The arguments are described as follows:

SQL-argument
This argument is set by DB2 before calling the UDF. This value repeats n times, where n is the number of arguments specified in the function reference. The value of each of these arguments is taken from the expression specified in the function invocation. It is expressed in the data type of the defined parameter. How these data types map to C language constructs is described in "How the SQL Data Types are Passed to a UDF".

SQL-result
This argument is set by the UDF before returning to DB2. For scalar functions there is exactly one SQL-result. For table functions there is one SQL-result for each result column of the function defined in the RETURNS TABLE clause of the CREATE FUNCTION statement. They correspond to the position of the columns defined in the RETURNS TABLE clause. That is, the first SQL-result argument corresponds to the first column defined in the RETURNS TABLE clause, and so on.

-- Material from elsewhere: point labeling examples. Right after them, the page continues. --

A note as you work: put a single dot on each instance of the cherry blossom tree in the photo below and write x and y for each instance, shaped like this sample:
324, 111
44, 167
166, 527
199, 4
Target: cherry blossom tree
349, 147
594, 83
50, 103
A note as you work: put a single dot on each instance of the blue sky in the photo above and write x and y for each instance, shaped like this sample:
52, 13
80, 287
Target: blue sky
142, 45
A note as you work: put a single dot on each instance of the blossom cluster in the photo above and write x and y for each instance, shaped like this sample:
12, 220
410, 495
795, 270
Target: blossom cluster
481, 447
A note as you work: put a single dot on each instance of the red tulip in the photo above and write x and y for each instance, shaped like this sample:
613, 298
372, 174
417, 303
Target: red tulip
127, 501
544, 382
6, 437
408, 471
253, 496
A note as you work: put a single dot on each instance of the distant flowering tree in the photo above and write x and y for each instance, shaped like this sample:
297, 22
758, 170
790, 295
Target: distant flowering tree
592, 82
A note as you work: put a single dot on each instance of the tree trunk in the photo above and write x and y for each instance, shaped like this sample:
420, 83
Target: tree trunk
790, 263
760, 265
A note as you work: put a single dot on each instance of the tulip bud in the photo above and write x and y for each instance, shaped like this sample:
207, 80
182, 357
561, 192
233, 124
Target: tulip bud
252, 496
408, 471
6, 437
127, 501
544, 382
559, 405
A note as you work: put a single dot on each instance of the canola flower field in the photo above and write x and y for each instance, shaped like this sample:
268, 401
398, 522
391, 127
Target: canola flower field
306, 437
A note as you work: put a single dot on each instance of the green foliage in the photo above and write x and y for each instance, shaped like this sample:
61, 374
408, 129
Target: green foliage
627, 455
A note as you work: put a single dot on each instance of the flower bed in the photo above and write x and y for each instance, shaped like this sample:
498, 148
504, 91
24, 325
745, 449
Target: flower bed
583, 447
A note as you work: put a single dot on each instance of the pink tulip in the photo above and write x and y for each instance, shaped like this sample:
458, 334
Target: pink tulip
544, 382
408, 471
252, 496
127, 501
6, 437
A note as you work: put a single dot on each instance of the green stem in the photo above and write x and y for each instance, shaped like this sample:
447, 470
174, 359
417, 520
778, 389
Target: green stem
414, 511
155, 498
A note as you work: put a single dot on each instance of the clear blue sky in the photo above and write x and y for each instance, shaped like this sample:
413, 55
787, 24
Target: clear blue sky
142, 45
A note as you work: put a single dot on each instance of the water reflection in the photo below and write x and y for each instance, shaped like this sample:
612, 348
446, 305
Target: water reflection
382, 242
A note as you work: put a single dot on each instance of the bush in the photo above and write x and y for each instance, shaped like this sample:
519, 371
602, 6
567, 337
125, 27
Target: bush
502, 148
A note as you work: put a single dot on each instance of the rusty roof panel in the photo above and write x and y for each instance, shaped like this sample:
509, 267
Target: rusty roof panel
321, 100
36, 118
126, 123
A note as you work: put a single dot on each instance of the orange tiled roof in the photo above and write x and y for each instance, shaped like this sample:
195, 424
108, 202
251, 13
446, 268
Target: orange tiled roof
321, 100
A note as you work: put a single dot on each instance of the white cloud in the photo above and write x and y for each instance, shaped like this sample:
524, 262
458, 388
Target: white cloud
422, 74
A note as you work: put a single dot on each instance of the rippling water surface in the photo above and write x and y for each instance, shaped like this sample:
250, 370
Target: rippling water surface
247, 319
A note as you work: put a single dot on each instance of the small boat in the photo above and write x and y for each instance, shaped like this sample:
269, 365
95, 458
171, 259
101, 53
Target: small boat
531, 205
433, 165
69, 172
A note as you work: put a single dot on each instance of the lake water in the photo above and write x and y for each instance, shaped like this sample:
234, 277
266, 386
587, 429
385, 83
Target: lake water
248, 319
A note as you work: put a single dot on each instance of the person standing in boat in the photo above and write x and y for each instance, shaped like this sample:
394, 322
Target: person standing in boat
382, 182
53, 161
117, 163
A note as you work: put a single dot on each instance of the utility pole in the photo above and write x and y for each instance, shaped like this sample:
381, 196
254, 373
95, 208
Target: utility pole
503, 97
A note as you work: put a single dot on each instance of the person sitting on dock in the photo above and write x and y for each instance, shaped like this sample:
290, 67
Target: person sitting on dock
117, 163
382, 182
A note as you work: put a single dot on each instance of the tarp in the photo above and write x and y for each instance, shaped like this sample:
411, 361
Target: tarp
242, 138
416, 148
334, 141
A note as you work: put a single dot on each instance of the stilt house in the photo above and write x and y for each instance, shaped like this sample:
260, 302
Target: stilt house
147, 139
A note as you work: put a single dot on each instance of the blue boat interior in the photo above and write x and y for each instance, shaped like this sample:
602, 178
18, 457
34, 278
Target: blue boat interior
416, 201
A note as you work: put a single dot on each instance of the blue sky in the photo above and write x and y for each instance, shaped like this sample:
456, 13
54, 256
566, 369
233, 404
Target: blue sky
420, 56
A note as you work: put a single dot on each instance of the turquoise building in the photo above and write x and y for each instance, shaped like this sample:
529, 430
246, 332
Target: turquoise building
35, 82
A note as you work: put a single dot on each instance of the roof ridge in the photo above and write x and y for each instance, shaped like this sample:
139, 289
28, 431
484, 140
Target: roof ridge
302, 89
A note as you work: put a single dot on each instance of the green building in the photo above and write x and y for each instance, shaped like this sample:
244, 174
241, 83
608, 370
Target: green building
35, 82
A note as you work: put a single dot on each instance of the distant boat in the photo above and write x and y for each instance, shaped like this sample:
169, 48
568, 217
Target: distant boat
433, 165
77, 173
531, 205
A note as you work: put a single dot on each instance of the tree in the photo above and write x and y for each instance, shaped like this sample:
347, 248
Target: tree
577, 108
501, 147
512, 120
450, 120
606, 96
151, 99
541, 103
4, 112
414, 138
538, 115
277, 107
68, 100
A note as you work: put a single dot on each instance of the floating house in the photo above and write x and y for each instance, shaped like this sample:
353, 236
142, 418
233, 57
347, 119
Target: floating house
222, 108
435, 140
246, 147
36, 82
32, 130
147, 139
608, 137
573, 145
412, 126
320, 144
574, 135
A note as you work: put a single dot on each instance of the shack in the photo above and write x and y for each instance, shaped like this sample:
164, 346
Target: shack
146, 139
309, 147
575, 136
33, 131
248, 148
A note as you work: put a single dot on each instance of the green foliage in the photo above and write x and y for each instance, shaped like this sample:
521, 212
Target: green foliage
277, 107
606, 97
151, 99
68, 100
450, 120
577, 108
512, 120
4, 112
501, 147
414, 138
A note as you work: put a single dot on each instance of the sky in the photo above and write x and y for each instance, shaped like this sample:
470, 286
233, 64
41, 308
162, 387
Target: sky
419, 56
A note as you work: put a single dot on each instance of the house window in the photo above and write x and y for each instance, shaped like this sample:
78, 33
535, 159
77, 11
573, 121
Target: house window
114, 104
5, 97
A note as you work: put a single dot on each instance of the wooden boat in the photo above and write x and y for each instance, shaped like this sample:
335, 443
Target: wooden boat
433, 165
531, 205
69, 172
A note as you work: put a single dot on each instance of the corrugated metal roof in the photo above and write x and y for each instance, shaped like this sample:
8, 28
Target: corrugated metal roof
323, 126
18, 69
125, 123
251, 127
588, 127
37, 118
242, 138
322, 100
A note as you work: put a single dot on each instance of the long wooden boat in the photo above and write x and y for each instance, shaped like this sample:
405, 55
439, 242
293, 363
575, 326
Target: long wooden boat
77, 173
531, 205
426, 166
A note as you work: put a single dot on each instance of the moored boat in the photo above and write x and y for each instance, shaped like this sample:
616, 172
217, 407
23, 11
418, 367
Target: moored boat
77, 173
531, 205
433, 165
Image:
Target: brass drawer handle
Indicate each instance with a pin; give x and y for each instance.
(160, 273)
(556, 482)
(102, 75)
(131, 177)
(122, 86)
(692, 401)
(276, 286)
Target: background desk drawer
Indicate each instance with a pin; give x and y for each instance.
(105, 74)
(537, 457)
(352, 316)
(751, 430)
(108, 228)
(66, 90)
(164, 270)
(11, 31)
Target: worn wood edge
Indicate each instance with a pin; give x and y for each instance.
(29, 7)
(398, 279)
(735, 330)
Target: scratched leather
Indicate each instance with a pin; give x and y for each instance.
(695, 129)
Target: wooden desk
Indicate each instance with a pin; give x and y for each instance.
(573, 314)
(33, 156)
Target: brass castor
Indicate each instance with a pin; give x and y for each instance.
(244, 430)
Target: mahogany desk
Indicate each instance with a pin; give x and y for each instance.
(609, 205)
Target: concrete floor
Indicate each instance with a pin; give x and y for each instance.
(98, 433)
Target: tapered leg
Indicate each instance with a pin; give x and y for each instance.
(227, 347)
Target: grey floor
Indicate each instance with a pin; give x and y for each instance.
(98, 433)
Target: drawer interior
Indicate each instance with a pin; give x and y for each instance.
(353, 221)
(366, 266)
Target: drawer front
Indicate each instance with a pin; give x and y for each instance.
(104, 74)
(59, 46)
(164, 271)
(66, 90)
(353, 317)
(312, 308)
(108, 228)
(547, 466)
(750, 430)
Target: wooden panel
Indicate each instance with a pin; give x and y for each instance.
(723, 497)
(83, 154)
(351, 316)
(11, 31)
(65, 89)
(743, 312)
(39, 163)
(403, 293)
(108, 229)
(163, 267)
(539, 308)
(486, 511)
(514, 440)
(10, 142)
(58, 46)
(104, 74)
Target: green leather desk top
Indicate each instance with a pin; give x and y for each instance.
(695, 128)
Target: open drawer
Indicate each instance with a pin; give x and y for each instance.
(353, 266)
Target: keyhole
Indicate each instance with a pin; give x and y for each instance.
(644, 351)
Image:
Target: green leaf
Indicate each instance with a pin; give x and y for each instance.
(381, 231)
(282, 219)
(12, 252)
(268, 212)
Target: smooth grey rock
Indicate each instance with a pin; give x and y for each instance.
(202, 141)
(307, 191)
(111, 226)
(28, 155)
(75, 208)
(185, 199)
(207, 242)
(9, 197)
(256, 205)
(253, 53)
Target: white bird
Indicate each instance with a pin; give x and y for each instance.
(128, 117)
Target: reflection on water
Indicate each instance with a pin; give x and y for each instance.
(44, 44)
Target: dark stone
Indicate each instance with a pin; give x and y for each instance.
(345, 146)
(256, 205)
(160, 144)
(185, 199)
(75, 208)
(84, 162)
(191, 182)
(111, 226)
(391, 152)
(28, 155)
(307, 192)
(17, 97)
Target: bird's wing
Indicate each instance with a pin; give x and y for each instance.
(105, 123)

For both scalar functions and table functions, DB2 allocates the buffer and passes its address to the UDF. The UDF puts each result value into the buffer. Enough buffer space is allocated by DB2 to contain the value expressed in the data type. For scalar functions, this data type is defined in the CAST FROM clause,if it is present, or in the RETURNS clause, if no CAST FROM clause is present. For table functions, the data types are defined in the RETURNS TABLE(...) clause. For information on how these types map to C language constructs, see "How the SQL Data Types are Passed to a UDF".

Note that for table functions, DB2 defines a performance optimization where every defined column does not have to be returned to DB2. Your UDF returns only the columns required by the statement referencing the table function. For example, consider a CREATE FUNCTION statement for a table function defined with 100 result columns. If a given statement referencing the function is only interested in two of them, this optimization enables the UDF to only return those two columns for each row. See the dbinfo argument below for more information on this optimization.

For each value returned, (that is, a single value for a scalar function, and in general, multiple values for a table function), the UDF code should not change more bytes than is required for the data type and length of the result. DB2 will attempt to determine if the UDF body has written beyond the end of the result buffer by a few bytes, returning SQLCODE -450 (SQLSTATE 39501). However, a major overwrite by the UDF may not be detected by DB2 can cause unpredictable results or an abnormal termination,

SQL-argument-ind
This argument is set by DB2 before calling the UDF. It can be used by the UDF to determine if the corresponding SQL-argument is null or not. The nth SQL-argument-ind corresponds to the nth SQL-argument (described above). It contains one of the following values:
0
The argument is present and not null.
-1
The argument is present and its value is null.

If the function is defined with NOT NULL CALL, the UDF body does not need to check for a null value. However, if it is defined with NULL CALL, any argument can be NULL and the UDF should check it.

The indicator takes the form of a SMALLINT value, and this can be defined in your UDF as described in "How the SQL Data Types are Passed to a UDF".

SQL-result-ind
This argument is set by the UDF before returning to DB2. There is one of these for each SQL-result argument, and they correspond positionally.

This argument is used by the UDF to signal if the particular result value is null:

0 or positive
The result is not null
negative
The result is the null value(5)

Even if the function is defined with NOT NULL CALL, the UDF body must set the indicator of the result.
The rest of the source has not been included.